Contexto: No RE 635659, o Supremo Tribunal Federal julgou se o porte de maconha para consumo pessoal, previsto no artigo 28 da Lei 11.343/2006, é crime ou infração administrativa.
Impactos e justificativas: Segundo o STF, a criminalização do porte de maconha para uso pessoal viola direitos fundamentais, como a privacidade e a liberdade individual. A decisão também levou em consideração estudos que mostram que a criminalização não reduz o consumo de drogas e pode, ao contrário, aumentar a violência associada ao tráfico.
Critério de 40 gramas: O STF fixou um critério para diferenciar o usuário de maconha do traficante, estabelecendo que a posse de até 40 gramas de maconha caracteriza consumo pessoal, enquanto quantidades superiores a esse limite podem indicar prática do tráfico. Este critério visa fornecer uma orientação clara para as instâncias inferiores e evitar interpretações arbitrárias.
Mas o critério é relativo: Contudo, essa determinação não exclui a possibilidade de caracterização do tráfico de drogas em situações em que sejam encontrados indícios suficientes de atividade ilícita, mesmo que a quantidade apreendida seja inferior ao limite estabelecido.
Caracterização do tráfico de drogas com quantidade inferior a 40 gramas de maconha
Apesar de a quantidade encontrada ser inferior a 40 gramas de maconha, é possível a caracterização do tráfico se houver elementos indicativos do crime, tais como:
- Dinheiro em espécie: A apreensão de quantias significativas em dinheiro pode indicar o comércio ilegal de drogas.
- Balança de precisão: A presença de equipamentos destinados à pesagem precisa de substâncias sugere a prática de fracionamento e venda.
- Anotações de contabilidade: Registros de transações relacionadas ao tráfico reforçam a tese de comércio ilegal.
- Embalagens fracionadas: Diversas embalagens, prontas para venda, são indícios de tráfico.
Portanto, o critério quantitativo de 40 gramas não é absoluto. A interpretação da lei deve ser sistêmica e considerar o conjunto de circunstâncias e provas materiais que possam indicar a intenção de tráfico.
Aplicação prática: Na prática, os agentes de segurança pública e o Poder Judiciário devem analisar cada caso de forma individualizada, levando em conta não apenas a gramatura da maconha encontrada, mas também as circunstâncias, o contexto da apreensão e o conjunto de evidências, podendo levar em consideração elementos indiciários para caracterizar a prática do tráfico de drogas.
Liberação dos presos: Não haverá liberação automática dos presos cuja privação de liberdade decorra da apreensão de maconha em quantidades inferiores a 40 gramas. Isso porque o critério não é absoluto, devendo ser consideradas as condições do caso concreto.

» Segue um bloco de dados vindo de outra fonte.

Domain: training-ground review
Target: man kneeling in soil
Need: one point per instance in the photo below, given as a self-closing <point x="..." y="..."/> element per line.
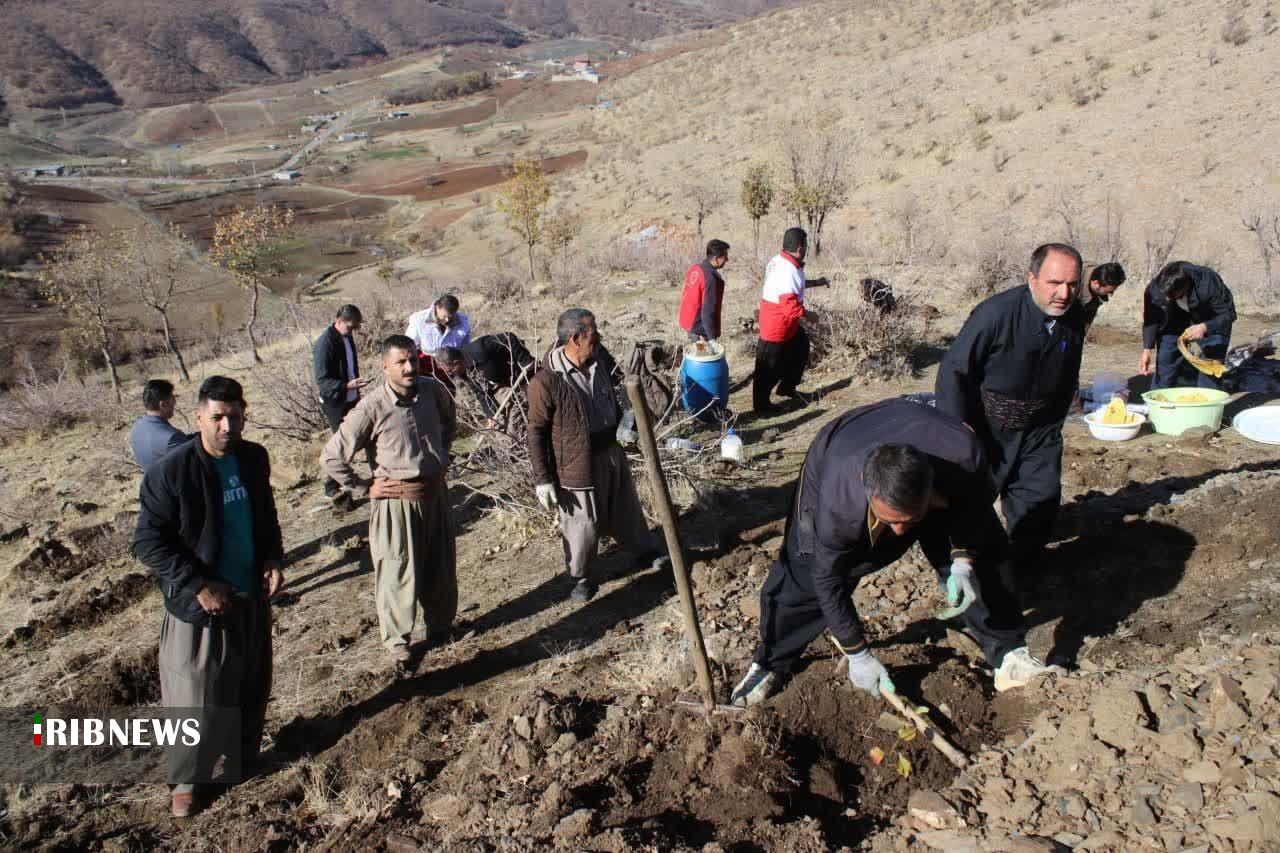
<point x="410" y="423"/>
<point x="874" y="482"/>
<point x="208" y="529"/>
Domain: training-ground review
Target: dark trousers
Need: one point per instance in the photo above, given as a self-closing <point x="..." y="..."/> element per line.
<point x="1028" y="470"/>
<point x="791" y="616"/>
<point x="1174" y="372"/>
<point x="778" y="365"/>
<point x="334" y="413"/>
<point x="213" y="670"/>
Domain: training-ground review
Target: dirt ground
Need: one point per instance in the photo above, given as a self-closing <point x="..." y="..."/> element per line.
<point x="545" y="724"/>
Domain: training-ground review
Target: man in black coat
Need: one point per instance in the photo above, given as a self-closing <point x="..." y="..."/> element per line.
<point x="209" y="530"/>
<point x="1184" y="300"/>
<point x="1011" y="374"/>
<point x="874" y="482"/>
<point x="337" y="373"/>
<point x="489" y="366"/>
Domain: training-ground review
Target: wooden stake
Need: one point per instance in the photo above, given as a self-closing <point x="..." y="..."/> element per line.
<point x="667" y="516"/>
<point x="922" y="724"/>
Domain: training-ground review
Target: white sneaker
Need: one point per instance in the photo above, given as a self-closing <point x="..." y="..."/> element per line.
<point x="1019" y="667"/>
<point x="758" y="685"/>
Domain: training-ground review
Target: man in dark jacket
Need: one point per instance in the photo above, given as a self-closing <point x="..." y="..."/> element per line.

Conclusão: A decisão do STF, ao estabelecer o critério de 40 gramas de maconha para diferenciar usuário de traficante, visa proporcionar maior objetividade e segurança jurídica.
Contudo, a caracterização do tráfico de drogas não se restringe a esse parâmetro quantitativo. A existência de elementos adicionais que indiquem a prática do tráfico permite a caracterização do delito, mesmo que a quantidade de droga apreendida seja inferior ao limite estipulado. E o contrário também é verdade: pode não ser caracterizado o tráfico de drogas se, apesar de a quantidade ser superior a 40 gramas de maconha, não houver elementos que indiquem a prática do ilícito penal.
O princípio da razoabilidade e a análise detalhada das circunstâncias do caso concreto são fundamentais para a correta aplicação da lei, nos termos do entendimento do STF.
O julgamento inédito do STF representa uma mudança significativa na abordagem do porte de maconha no Brasil, passando a tratá-lo de forma menos punitiva e mais focada na saúde pública, de modo que o critério de 40 gramas como limite para consumo pessoal busca trazer mais objetividade e segurança jurídica.